Because, 4 babies...I kind of...sort of...know what one looks like.

"With a giant cluster of BLAH sitting...[squinting at ultrasound screen]...right there...OMG!!! WONDER this shiznit hurts SO MUCH...look at the size of that...wait a minute."

This particular cluster of BLAH had what looked like tiny arms and maybe even...


The ultrasound technician came back into the room just in time to find me with my nose glued to the ultrasound machine and tracing what looked like...


Did you hear it? The two remaining gray cells in my brain EXPLODE?

Not My Scan


"Ummmm, that's NOT your ultrasound scan!"

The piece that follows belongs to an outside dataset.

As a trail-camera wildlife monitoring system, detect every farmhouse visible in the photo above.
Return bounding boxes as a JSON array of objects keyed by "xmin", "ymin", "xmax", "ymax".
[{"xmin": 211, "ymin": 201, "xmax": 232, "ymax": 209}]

Aaaaand, I don't believe I've ever been SO HAPPY to be in the "as close to forgotten without actually getting there" I am...RIGHT NOW...not to mention...I may be the only person who's ever giggled her way through a transvaginal ultrasound...yo!!!

Moral of the Story: Don't go reading other people's ultrasounds!!!

Aaaaaand to the person to whom this ultrasound scan truly belongs: CONGRATULATIONS!!!! have a beautiful uterus!!!

[sound of crickets, chirping]

Stupid ultrasounds, dumbass menopause.

Updated to add: The doctor's office called me, while in the middle of writing this post, to give me the results of the ultrasound -- not pregnant, but there's a cyst on my right ovary and I need to go back for yet ANOTHER transvaginal ultrasound in 6 know...for extra BLAH!

Can't wait to see whose ultrasound I'll be reading next...NOT!!!